Google's Manual Reviews - Who Goes in the Sandbox?

When thinking about how Google's manual penalties operate, it's easy to have questions about both process & personal disgression. The most common explanation and the one I personally believe, is that Google uses an algorithm that measures link popularity gain and flags particular sites that stand out as having "unnatural" link structures - either in terms of speed of link gain, or location of the incoming links. Once the site has been flagged, a Google employee (probably someone on the team associated with the email address [email protected]) manually reviews the site to determine if the site is "worthy" of the rankings associated with the links.

If this is the case, how does Google decide that Gary Brolsma shouldn't be sandboxed, but your landscaping design site should be. A deep grokking of Google's goals and intent should reveal the answer. Google wants to rank Gary Brolsma because they know it's something people are looking for and want to find. Your landscaping site, on the other hand, doesn't have anything unique from the 30 other landscapers in your town, or th 50,000 other landscapers in your state, so why give you a boost.

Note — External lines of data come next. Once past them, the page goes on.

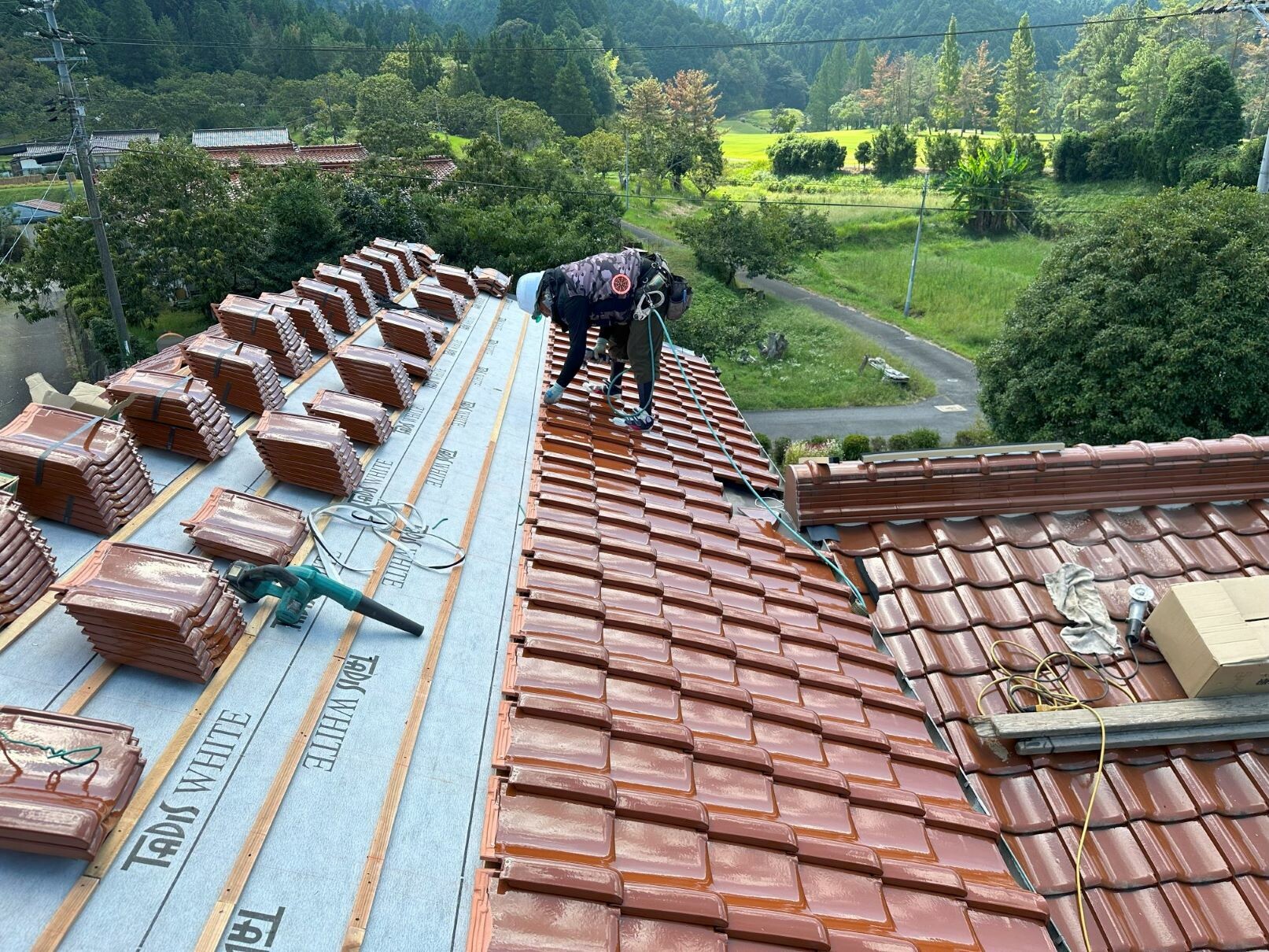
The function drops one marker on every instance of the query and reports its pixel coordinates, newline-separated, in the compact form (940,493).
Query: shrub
(894,153)
(920,438)
(793,155)
(943,153)
(863,154)
(977,436)
(854,446)
(780,449)
(1147,323)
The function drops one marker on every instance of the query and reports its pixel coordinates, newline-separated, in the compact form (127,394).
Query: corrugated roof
(1178,856)
(699,745)
(260,136)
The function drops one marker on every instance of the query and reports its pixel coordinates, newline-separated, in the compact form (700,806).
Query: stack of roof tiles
(701,747)
(167,612)
(395,268)
(308,318)
(403,253)
(409,333)
(306,451)
(678,422)
(360,418)
(267,327)
(240,375)
(238,526)
(174,413)
(492,281)
(426,256)
(337,305)
(75,469)
(376,275)
(374,372)
(455,279)
(441,302)
(350,282)
(64,805)
(1175,858)
(27,566)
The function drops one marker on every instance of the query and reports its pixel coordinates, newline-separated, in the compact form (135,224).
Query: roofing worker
(621,293)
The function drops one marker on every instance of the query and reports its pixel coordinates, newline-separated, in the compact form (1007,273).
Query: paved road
(954,375)
(29,348)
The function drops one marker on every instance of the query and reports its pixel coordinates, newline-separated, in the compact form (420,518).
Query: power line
(731,45)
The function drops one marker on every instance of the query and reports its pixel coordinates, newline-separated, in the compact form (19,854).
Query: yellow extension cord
(1053,695)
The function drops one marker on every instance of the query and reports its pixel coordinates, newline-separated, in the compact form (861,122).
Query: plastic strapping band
(88,424)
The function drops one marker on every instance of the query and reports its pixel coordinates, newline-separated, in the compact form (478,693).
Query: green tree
(570,101)
(991,186)
(829,85)
(600,151)
(946,109)
(1201,111)
(894,153)
(1149,323)
(1018,103)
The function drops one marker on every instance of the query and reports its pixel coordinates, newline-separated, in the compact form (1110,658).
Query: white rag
(1076,597)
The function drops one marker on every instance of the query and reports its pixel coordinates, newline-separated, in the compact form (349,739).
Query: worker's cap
(527,291)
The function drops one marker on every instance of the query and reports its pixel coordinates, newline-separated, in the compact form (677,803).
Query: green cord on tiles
(57,753)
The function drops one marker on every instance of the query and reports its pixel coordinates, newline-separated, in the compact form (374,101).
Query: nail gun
(300,585)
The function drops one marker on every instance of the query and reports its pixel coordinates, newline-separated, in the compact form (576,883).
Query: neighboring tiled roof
(221,138)
(701,748)
(1178,857)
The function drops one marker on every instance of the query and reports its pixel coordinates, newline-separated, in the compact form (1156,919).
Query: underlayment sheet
(256,712)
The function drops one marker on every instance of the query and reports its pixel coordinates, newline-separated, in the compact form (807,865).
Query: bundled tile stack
(408,333)
(360,418)
(426,256)
(337,305)
(308,318)
(441,302)
(397,277)
(174,413)
(27,566)
(404,254)
(264,325)
(238,526)
(75,469)
(455,279)
(374,273)
(353,283)
(492,281)
(376,374)
(306,451)
(64,805)
(240,375)
(161,611)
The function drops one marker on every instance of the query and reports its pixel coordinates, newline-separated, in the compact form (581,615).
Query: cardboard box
(1216,635)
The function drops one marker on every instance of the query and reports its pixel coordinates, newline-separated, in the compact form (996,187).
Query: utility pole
(1258,10)
(79,140)
(626,170)
(917,246)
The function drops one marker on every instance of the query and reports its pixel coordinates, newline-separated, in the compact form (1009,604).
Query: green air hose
(57,753)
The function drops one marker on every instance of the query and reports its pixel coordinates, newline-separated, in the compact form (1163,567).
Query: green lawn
(184,321)
(24,194)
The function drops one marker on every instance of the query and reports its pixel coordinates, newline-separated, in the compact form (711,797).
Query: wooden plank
(363,902)
(290,762)
(1190,712)
(39,608)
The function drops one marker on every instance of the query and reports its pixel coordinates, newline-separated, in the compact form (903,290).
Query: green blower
(300,585)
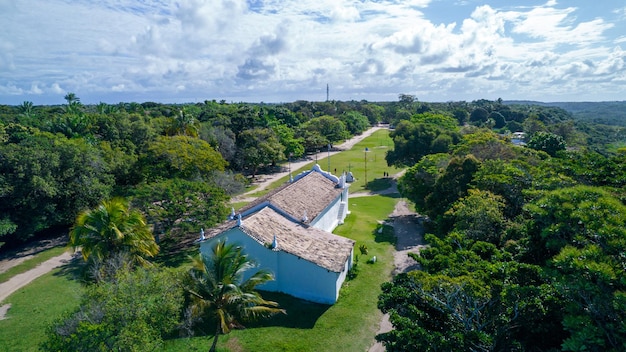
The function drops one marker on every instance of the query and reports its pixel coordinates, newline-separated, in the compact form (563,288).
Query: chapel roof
(308,195)
(325,249)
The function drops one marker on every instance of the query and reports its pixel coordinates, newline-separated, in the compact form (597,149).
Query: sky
(277,51)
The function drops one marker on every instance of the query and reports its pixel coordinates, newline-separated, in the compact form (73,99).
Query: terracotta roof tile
(320,247)
(310,194)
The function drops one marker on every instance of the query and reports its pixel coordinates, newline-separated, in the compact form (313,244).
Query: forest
(526,243)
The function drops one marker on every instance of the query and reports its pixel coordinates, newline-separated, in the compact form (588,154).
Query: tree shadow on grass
(73,270)
(379,184)
(384,234)
(301,314)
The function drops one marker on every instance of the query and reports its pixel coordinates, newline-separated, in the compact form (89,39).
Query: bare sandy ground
(409,233)
(268,179)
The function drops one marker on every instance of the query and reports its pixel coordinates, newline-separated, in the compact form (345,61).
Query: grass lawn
(34,307)
(348,325)
(32,262)
(354,160)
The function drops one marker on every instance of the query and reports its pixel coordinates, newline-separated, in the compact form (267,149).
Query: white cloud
(290,49)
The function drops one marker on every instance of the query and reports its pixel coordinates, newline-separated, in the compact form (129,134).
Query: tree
(183,124)
(547,142)
(73,104)
(330,127)
(112,228)
(479,216)
(46,179)
(259,147)
(479,116)
(422,136)
(135,311)
(26,108)
(419,180)
(355,122)
(218,290)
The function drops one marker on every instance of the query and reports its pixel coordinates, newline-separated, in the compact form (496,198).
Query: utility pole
(366,151)
(329,158)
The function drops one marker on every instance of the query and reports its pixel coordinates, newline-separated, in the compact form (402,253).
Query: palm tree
(26,108)
(73,103)
(217,289)
(183,124)
(113,228)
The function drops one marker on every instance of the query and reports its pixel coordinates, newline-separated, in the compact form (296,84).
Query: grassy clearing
(354,160)
(35,307)
(350,324)
(32,263)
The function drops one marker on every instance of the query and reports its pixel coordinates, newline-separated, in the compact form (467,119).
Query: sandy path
(23,279)
(268,179)
(409,233)
(12,259)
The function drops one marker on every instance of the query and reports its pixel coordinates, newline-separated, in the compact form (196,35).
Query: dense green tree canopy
(181,156)
(110,229)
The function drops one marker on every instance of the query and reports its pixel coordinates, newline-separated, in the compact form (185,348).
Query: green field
(348,325)
(32,263)
(35,307)
(355,160)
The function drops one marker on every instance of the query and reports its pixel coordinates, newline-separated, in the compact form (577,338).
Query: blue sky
(286,50)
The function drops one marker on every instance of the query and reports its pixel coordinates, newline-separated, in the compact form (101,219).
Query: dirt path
(268,179)
(409,233)
(9,260)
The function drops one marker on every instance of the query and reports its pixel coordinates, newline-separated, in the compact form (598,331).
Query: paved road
(18,281)
(268,179)
(407,226)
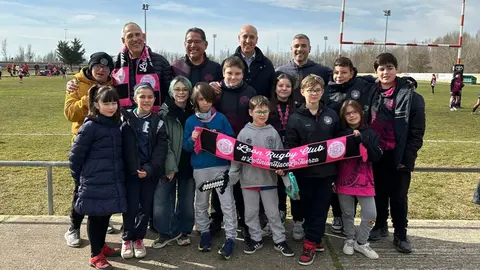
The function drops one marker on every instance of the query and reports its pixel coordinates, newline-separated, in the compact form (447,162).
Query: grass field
(34,109)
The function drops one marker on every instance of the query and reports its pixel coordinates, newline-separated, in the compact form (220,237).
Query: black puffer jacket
(97,167)
(208,71)
(233,103)
(357,89)
(304,128)
(261,73)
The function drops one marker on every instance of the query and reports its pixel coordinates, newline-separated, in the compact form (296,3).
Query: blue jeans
(172,217)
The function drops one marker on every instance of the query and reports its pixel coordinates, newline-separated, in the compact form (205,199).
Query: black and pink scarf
(145,72)
(313,154)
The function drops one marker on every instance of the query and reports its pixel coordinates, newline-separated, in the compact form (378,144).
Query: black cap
(101,58)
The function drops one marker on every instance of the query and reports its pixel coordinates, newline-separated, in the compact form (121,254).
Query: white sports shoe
(366,250)
(348,247)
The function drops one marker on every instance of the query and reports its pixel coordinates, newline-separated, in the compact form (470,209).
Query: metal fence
(49,164)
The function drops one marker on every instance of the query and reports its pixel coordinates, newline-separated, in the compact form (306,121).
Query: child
(75,111)
(398,116)
(282,106)
(433,82)
(145,149)
(456,86)
(313,122)
(174,218)
(233,103)
(97,167)
(345,85)
(256,182)
(355,181)
(208,167)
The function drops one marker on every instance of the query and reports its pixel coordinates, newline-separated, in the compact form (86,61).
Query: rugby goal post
(458,45)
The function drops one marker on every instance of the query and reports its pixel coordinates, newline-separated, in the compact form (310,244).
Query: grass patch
(36,107)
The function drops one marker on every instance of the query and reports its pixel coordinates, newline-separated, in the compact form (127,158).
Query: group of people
(138,122)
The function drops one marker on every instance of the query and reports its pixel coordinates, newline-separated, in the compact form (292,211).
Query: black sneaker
(378,233)
(402,244)
(284,249)
(253,246)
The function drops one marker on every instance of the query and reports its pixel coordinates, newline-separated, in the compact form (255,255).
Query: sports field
(32,127)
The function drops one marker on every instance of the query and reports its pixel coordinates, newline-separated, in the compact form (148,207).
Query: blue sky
(98,23)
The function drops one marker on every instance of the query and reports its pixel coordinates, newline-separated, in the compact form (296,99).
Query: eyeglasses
(261,112)
(181,90)
(314,91)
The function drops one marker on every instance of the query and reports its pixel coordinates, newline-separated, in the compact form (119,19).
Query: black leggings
(97,230)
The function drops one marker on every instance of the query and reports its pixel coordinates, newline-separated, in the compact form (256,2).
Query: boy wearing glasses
(259,183)
(313,122)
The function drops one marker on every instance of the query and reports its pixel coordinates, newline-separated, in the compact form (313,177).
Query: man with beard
(300,66)
(195,65)
(137,63)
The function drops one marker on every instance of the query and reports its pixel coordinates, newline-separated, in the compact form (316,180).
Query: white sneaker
(267,232)
(366,250)
(127,249)
(348,247)
(139,248)
(298,234)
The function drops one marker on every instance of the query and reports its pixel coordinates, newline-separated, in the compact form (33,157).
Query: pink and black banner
(318,153)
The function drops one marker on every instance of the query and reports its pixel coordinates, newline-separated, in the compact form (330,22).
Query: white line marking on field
(447,141)
(35,134)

In order to get around issues like this, I propose that websites seeking to gain link popularity quickly need at least one, and preferably multiple pieces of phenomenal, unique content - a funny flash movie about landscaping accidents, a page with the most bizzarre, beautiful or wild landscapes in the world, an interactive landscaping map that lets you drag and drop pieces of masonry, plant life & water features onto a virtual landscape. This kind of great content is what can make an unnatural link structure "seem" natural, and what's even better - it can actually build a real, natural link structure, too.